Ibéro-celto-germains par le sang, nos ancêtres ont été latinisés par l’éducation, mais l’action fut lente et souvent peu profonde. La fameuse culture « classique », dont Taine a exagéré l’influence, n’aurait eu qu’une action superficielle, si elle n’avait trouvé en France certaines aptitudes natives qui n’ont rien de romain. D’ailleurs, quoi de plus dissemblable que le caractère des trois nations « sœurs », France, Italie, Espagne ? Les classer ensemble sous le nom de race latine et, de certains défauts aujourd’hui communs à leur éducation ou à leur religion, conclure à la décadence de cette race, c’est un raisonnement qui n’a rien de scientifique. Si nous ne sommes néo-latins que par notre bonne volonté et par notre éducation, il dépend de nous de réformer cette éducation là où elle est fautive, et de diriger notre volonté vers un idéal supérieur[2].

  1. Voir à ce sujet M. Jullien, Gallia.
  2. On pourrait faire des remarques analogues à propos des fatalités du sang celte, auxquelles nous vouent certains anthropologistes.
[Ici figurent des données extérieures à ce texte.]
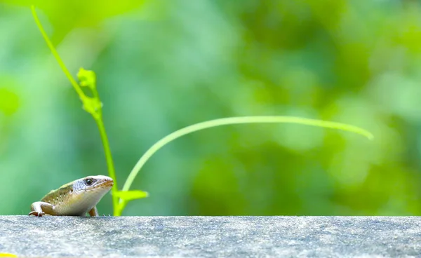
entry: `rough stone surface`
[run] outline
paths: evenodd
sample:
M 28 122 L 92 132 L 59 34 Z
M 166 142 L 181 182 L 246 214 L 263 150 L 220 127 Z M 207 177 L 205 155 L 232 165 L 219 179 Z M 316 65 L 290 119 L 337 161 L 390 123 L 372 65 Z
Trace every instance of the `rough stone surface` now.
M 417 217 L 0 216 L 0 252 L 29 257 L 421 257 Z

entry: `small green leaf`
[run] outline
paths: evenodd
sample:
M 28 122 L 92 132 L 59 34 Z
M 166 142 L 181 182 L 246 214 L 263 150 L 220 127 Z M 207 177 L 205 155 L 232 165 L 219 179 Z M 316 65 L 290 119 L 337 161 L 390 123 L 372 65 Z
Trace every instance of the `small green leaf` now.
M 77 73 L 77 78 L 80 81 L 81 86 L 89 87 L 91 89 L 95 88 L 96 75 L 95 74 L 95 72 L 81 68 Z
M 141 199 L 146 198 L 149 196 L 149 194 L 146 191 L 140 190 L 133 190 L 133 191 L 117 191 L 114 194 L 115 196 L 124 200 L 125 201 L 129 201 L 135 199 Z

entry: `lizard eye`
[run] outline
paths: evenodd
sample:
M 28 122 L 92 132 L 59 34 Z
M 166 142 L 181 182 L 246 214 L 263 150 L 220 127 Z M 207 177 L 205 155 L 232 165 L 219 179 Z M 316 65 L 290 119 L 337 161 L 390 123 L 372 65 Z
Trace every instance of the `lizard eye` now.
M 93 181 L 91 178 L 88 178 L 85 180 L 85 184 L 88 186 L 91 185 L 92 183 L 93 183 Z

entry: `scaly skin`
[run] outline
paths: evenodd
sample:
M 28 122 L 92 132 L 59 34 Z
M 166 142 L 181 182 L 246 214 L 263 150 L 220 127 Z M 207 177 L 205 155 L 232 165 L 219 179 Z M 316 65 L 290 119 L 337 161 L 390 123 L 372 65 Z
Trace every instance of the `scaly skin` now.
M 112 179 L 105 175 L 74 180 L 47 194 L 31 205 L 29 215 L 98 216 L 96 205 L 112 187 Z

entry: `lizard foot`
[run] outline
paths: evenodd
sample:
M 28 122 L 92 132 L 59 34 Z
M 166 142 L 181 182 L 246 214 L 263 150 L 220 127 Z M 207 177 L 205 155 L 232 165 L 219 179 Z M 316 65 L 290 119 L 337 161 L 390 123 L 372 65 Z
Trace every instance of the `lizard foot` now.
M 28 214 L 28 216 L 35 215 L 35 217 L 42 217 L 42 215 L 46 215 L 46 212 L 38 212 L 36 211 L 32 211 L 32 212 L 30 212 L 29 214 Z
Voyez l’exemple de l’Irlande, de l’Écosse et du pays de Galles. Les défauts que les Anglais reprochent aux Irlandais « celtiques », voisins des Gaulois, sont bien connus ; ils sont imprévoyans, dépensiers, mobiles, faciles à l’enthousiasme et au découragement ; toute difficulté les agace ; ils passent d’un extrême à l’autre ; ils sont trop impressionnables, passionnés, et d’esprit souvent superficiel. Mais ces défauts, qui n’empêchent pas les hautes qualités du cœur, tiennent-ils uniquement à la race celtique ? Non, car il y a à peu près autant d’élémens germaniques et blonds en Irlande qu’en Angleterre et en Écosse, — la moitié environ. En outre, l’Écosse a le même fonds celtique que l’Irlande, et combien peu elle lui ressemble ! La vérité est que, l’Écosse ayant gagné beaucoup à son union avec l’Angleterre, les qualités celtiques et les qualités germaniques s’y sont développées simultanément plutôt que les défauts ; malgré l’égale proportion d’élémens blonds et d’élémens bruns, la tradition et l’éducation ont fait prédominer le tour d’esprit anglais. L’Irlande, elle, au lieu de gagner, ne fit que perdre à son union avec l’Angleterre et fut maintenue dans une véritable servitude. Si le pays de Galles, — profondément celtique et gallique, lui, — n’avait pas embrassé la Réforme, il eût sans doute partagé le sort de l’Irlande ; mais l’antipathie de race ne fut pas nourrie par l’antipathie religieuse. Au XVIIIe siècle, les Gallois abandonnèrent l’Église anglicane, aristocratique, despotique et à demi papiste ; ils se rallièrent en masse à la réformation des méthodistes et prirent le nom de presbytériens welches : les voilà, à l’exemple des Écossais, lancés dans un tout autre courant que leurs frères d’Irlande, comme aussi leurs frères de France.